We are aiming to raise £10k to help 4 small local charities in Brixton. Visit our Just Giving page.

How to recover long lost URLs after a site migration

Tech SEO

A site migration is a project that requires a lot of planning, analysis and, generally, stress from the team undertaking it. In a perfect world, all the URLs are mapped and redirects are implemented carefully so no pages are lost in Google’s index limbo. From my experience fixing a lot of botched migrations in the last few years, the above is not always the case. 

The main issue I have noticed is clients forgetting or purposely not redirecting a part of their site, which can in some instances have a disastrous impact on the organic performance of their new site.

So, what to do when you don’t have a crawl of your old site and you want to find those pages that were ranking in Google in the past? I use Wayback Machine and a script courtesy of Hartator.

Below is a list of all the steps you need to take in order to get a full list of URLs and resources from your ‘long lost’ website. 

  1. Install Ruby on your machine

Ruby is a dynamic, open source programming language and you need to install it in order for your machine to understand it.

I would recommend downloading the latest stable release version available for your machine. You can find them below:

  • On Linux/UNIX, you can use the package management system of your distribution or third-party tools (rbenv and RVM).
  • On macOS machines, you can use third-party tools (rbenv and RVM).
  • On Windows machines, you can use RubyInstaller.
  1. Install wayback_machine_downloader

    1. Open command prompt with Ruby by searching it on your file explorer
    1. Install gem install wayback_machine_downloader

To install the downloader copy and paste the following in your command prompt;

gem install wayback_machine_downloader

Note: when working with the script always ensure you are in the right command prompt. It should say at the top “Start Command Prompt with Ruby” which is different than the normal Windows one (see below)

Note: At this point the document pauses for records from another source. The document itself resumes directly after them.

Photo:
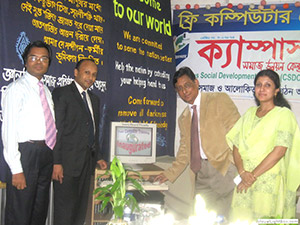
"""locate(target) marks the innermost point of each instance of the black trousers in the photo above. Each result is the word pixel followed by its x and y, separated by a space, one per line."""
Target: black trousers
pixel 71 197
pixel 30 205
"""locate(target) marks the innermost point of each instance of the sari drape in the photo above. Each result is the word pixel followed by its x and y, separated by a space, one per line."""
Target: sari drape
pixel 273 195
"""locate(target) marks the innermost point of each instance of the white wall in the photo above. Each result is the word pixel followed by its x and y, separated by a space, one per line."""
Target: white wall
pixel 242 104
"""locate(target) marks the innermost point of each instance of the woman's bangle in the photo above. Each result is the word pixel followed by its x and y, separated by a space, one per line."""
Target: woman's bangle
pixel 242 172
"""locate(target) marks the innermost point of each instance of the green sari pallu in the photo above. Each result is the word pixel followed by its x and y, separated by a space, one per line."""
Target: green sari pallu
pixel 273 194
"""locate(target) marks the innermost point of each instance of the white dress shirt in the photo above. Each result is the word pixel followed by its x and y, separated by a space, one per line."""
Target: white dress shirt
pixel 80 89
pixel 197 103
pixel 23 117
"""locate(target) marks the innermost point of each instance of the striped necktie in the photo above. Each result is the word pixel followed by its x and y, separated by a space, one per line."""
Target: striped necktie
pixel 195 145
pixel 50 138
pixel 91 123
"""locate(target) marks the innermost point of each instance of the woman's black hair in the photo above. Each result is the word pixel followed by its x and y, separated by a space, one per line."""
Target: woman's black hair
pixel 279 100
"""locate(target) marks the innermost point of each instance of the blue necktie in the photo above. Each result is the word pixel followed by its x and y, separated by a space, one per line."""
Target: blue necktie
pixel 195 145
pixel 91 123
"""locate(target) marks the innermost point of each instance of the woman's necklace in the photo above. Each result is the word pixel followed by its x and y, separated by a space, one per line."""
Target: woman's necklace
pixel 262 112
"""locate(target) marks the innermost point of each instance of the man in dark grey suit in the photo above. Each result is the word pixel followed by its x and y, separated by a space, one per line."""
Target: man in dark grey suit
pixel 77 148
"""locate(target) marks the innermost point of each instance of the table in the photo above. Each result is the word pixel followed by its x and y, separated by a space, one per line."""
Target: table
pixel 148 172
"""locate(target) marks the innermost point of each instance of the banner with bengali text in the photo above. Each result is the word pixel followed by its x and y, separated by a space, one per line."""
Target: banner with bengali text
pixel 130 41
pixel 226 47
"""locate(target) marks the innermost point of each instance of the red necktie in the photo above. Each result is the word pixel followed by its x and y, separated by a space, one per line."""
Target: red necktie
pixel 50 138
pixel 195 145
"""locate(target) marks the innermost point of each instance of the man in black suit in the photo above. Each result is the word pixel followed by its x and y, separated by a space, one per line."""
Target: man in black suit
pixel 77 147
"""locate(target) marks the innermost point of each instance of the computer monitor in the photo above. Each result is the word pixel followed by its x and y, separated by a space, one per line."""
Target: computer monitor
pixel 133 143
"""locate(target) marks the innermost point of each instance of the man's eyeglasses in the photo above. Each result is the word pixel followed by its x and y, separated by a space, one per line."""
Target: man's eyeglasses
pixel 43 59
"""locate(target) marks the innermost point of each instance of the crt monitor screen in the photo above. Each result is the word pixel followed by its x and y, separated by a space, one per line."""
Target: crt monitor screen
pixel 133 142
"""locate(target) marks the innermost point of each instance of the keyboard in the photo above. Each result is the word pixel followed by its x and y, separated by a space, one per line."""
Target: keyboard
pixel 147 185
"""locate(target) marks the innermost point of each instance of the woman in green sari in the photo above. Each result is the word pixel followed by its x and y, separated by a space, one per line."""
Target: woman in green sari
pixel 265 143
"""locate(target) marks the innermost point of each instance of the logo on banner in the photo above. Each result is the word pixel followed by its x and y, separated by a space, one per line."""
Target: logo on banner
pixel 21 44
pixel 181 48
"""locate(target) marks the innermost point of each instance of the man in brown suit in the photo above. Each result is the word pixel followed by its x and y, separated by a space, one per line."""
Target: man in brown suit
pixel 213 179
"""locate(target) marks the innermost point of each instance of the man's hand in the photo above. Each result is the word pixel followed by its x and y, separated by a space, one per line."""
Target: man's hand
pixel 248 178
pixel 19 181
pixel 102 164
pixel 161 178
pixel 58 173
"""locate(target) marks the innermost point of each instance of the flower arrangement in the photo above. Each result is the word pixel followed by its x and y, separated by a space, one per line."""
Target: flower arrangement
pixel 115 193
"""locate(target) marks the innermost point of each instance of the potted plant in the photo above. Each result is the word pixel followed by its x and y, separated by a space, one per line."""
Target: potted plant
pixel 115 193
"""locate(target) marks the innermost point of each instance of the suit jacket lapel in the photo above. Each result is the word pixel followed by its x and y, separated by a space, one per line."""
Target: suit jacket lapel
pixel 77 95
pixel 94 106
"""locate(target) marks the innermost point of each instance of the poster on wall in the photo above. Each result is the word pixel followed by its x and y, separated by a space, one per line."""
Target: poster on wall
pixel 226 47
pixel 130 41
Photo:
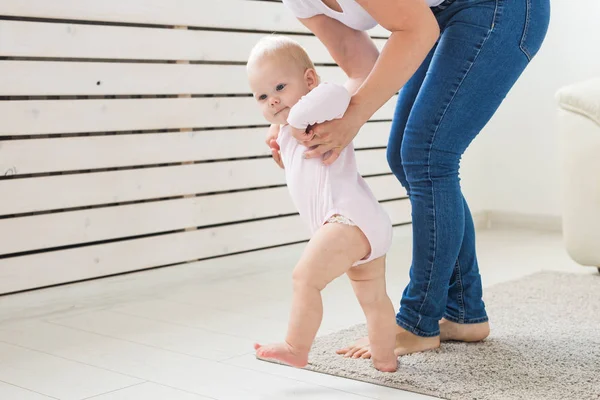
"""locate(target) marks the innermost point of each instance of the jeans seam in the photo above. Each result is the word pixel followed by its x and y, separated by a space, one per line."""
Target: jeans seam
pixel 429 154
pixel 461 303
pixel 526 29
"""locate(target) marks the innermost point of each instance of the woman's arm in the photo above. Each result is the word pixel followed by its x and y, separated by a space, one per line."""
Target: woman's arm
pixel 414 31
pixel 352 50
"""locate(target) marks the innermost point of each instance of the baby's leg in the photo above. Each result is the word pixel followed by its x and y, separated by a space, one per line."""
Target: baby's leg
pixel 368 281
pixel 330 253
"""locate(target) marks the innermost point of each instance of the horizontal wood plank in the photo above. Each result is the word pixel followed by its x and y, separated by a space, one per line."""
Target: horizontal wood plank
pixel 32 156
pixel 48 268
pixel 60 78
pixel 77 190
pixel 235 14
pixel 35 117
pixel 93 225
pixel 59 40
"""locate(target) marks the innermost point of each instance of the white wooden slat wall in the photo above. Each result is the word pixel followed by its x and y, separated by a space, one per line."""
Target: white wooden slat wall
pixel 128 139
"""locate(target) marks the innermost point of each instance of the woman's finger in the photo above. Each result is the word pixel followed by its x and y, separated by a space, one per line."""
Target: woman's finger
pixel 317 151
pixel 277 158
pixel 330 156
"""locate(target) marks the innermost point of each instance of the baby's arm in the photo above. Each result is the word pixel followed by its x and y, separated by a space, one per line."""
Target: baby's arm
pixel 325 102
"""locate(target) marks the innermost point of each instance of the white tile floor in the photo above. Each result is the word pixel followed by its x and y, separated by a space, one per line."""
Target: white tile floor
pixel 186 332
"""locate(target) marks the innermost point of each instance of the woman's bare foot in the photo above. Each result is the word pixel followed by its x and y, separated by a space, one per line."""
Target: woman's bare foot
pixel 406 343
pixel 282 352
pixel 463 332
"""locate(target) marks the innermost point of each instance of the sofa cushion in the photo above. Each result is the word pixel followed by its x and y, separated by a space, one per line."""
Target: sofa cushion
pixel 582 98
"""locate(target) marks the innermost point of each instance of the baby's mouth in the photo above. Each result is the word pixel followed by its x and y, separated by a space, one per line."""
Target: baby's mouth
pixel 277 113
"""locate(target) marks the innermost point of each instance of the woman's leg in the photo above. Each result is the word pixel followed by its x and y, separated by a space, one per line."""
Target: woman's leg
pixel 484 47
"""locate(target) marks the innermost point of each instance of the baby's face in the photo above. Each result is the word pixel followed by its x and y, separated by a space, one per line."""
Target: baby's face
pixel 277 85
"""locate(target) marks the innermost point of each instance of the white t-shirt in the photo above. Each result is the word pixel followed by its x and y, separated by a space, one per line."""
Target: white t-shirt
pixel 352 15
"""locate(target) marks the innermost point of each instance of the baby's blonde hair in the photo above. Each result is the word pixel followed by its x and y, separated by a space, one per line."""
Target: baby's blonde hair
pixel 279 46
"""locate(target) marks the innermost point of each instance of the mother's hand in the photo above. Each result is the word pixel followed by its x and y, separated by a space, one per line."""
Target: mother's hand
pixel 329 138
pixel 271 141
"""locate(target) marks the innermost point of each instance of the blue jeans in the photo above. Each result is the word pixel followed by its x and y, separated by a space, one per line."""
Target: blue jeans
pixel 483 48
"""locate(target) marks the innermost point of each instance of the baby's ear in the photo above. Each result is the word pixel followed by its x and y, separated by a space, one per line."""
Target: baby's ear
pixel 311 78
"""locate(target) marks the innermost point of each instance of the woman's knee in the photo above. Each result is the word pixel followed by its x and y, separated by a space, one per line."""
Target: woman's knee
pixel 426 164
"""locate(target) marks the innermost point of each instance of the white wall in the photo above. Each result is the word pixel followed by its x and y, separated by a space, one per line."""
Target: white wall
pixel 513 166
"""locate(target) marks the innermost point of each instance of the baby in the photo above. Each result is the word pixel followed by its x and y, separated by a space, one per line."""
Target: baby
pixel 351 233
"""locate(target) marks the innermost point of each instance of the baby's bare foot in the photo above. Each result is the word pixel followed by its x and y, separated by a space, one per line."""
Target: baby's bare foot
pixel 389 365
pixel 282 352
pixel 406 343
pixel 463 332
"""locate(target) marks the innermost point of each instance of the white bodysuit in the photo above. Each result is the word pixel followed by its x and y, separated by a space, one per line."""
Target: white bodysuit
pixel 319 191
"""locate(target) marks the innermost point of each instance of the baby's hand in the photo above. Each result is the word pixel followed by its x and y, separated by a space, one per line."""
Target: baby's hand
pixel 302 135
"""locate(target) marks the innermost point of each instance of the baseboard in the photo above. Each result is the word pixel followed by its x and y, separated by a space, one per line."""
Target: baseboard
pixel 491 219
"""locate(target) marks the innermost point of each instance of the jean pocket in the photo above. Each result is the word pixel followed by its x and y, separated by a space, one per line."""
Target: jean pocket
pixel 537 19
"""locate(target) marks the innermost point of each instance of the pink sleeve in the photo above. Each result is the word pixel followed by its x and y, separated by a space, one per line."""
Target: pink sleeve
pixel 325 102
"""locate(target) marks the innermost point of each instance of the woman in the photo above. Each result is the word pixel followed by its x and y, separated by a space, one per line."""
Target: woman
pixel 455 61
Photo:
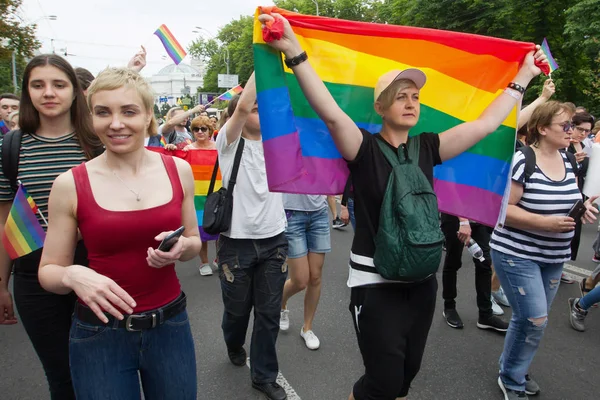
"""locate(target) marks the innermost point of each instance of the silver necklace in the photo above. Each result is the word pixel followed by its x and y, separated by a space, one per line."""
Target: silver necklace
pixel 137 194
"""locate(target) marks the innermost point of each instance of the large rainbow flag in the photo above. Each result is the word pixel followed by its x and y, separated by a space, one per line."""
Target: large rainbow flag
pixel 202 162
pixel 23 233
pixel 464 74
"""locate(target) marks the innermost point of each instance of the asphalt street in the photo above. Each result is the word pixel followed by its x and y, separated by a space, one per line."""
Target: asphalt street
pixel 458 364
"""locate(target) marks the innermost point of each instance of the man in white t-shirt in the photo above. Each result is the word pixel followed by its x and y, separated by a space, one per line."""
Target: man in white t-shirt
pixel 252 253
pixel 175 129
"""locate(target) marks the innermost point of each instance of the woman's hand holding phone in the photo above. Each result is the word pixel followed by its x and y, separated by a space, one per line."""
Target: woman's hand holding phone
pixel 172 245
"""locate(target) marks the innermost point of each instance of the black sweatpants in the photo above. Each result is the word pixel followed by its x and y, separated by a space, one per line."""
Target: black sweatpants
pixel 392 323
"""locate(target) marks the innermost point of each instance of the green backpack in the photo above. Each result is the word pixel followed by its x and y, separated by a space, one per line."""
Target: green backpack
pixel 408 244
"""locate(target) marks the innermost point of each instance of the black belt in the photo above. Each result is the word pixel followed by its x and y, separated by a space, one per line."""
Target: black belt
pixel 134 322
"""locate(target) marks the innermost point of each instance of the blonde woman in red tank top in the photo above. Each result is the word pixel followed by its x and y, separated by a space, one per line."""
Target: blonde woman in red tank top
pixel 130 317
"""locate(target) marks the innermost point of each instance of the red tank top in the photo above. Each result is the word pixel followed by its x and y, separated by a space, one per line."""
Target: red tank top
pixel 118 241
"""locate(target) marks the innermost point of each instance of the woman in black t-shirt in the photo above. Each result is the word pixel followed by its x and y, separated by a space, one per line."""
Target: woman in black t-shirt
pixel 392 319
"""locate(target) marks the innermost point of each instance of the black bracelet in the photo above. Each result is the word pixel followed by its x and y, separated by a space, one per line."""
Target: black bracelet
pixel 294 61
pixel 517 87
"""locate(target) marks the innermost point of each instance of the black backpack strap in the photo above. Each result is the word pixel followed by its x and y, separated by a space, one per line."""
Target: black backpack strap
pixel 213 178
pixel 529 161
pixel 11 152
pixel 236 167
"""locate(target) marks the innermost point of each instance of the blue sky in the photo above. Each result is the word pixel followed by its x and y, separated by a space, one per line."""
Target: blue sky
pixel 108 32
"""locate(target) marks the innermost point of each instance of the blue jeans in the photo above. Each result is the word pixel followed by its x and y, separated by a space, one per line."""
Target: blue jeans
pixel 252 273
pixel 530 288
pixel 351 212
pixel 307 231
pixel 105 361
pixel 590 299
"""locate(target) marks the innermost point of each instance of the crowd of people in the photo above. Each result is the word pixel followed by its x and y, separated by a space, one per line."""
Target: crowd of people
pixel 107 315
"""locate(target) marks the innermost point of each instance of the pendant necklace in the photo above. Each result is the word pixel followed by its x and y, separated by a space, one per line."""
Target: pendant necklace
pixel 137 194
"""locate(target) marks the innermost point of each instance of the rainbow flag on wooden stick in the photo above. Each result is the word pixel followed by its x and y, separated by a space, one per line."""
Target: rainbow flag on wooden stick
pixel 23 233
pixel 174 49
pixel 464 74
pixel 228 95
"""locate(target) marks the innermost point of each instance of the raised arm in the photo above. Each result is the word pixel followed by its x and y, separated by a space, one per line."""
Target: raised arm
pixel 243 109
pixel 346 135
pixel 179 118
pixel 456 140
pixel 57 273
pixel 525 114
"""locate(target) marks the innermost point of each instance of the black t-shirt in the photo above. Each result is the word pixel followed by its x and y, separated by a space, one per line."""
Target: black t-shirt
pixel 370 173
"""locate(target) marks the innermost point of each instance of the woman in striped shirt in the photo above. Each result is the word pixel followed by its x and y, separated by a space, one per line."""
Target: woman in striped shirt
pixel 57 134
pixel 530 249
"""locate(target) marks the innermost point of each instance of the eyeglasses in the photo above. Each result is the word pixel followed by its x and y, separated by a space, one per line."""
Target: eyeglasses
pixel 567 126
pixel 582 130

You will most probably be prompted by different messages from the Ruby installer and documentation. All you need to do is accept and allow access. Once it is finished you can close all the different windows (see below).

You need to close all of the above and then open the “command prompt* with Ruby” as it’s a different command prompt than the one that was shown before.

*a command Prompt is a command line interpreter application. It’s used to execute entered commands. I also call it ‘the black box’.

  1. Download a list of all URLs that have been archived

    1. Open command prompt with Ruby
    2. Select the folder where you want the file to be saved (I have used my default space)
    3. Type in the following (I have used our website as an example)
wayback_machine_downloader https://passion.digital -l > passion_digital_export.txt

Pro tip: you can exclude most of the the scripts, images, fonts… by adding an exclude parameter in the query as per the example below. This will speed up the cleaning of the file.

wayback_machine_downloader https://passion.digital -l --exclude "/\.(gif|jpg|jpeg|webp|png|txt|json|woff|woff2|js|css|svg|eot|ttf|gif|ico|xml)/i"> passion_digital_export.txt
    1. Find the file on your computer (it will be saved in the same folder where you ran the command C:\Users\{Name}\)

Once you have the file of all URLs we can start cleaning the data to only keep the pages that matter to you.

    1. Open the file in excel

To do so open Excel and navigate to the “Data” Tab and select from text/CSV

    1. Clean the file

Now this should be the easy part, a few ‘search and replace’ prompts, and removing non relevant pages from your CMS and you should be good to go.

Note that if you want to do multiple exports of the same site it will override the .txt file so you can’t have it open. If you want to save the exports in another file you should change the name of the file on the command (see below).

  1. Check the pages with your crawler of choice

In my case I use Screaming Frog to check pages that return a 404 that could be redirected to the new site. I use list mode and paste all the URLs found!

In summary, there are many other uses of this script, this is just an example but it’s a damn good one to identify pages that have been forgotten in the redirect map of a migration!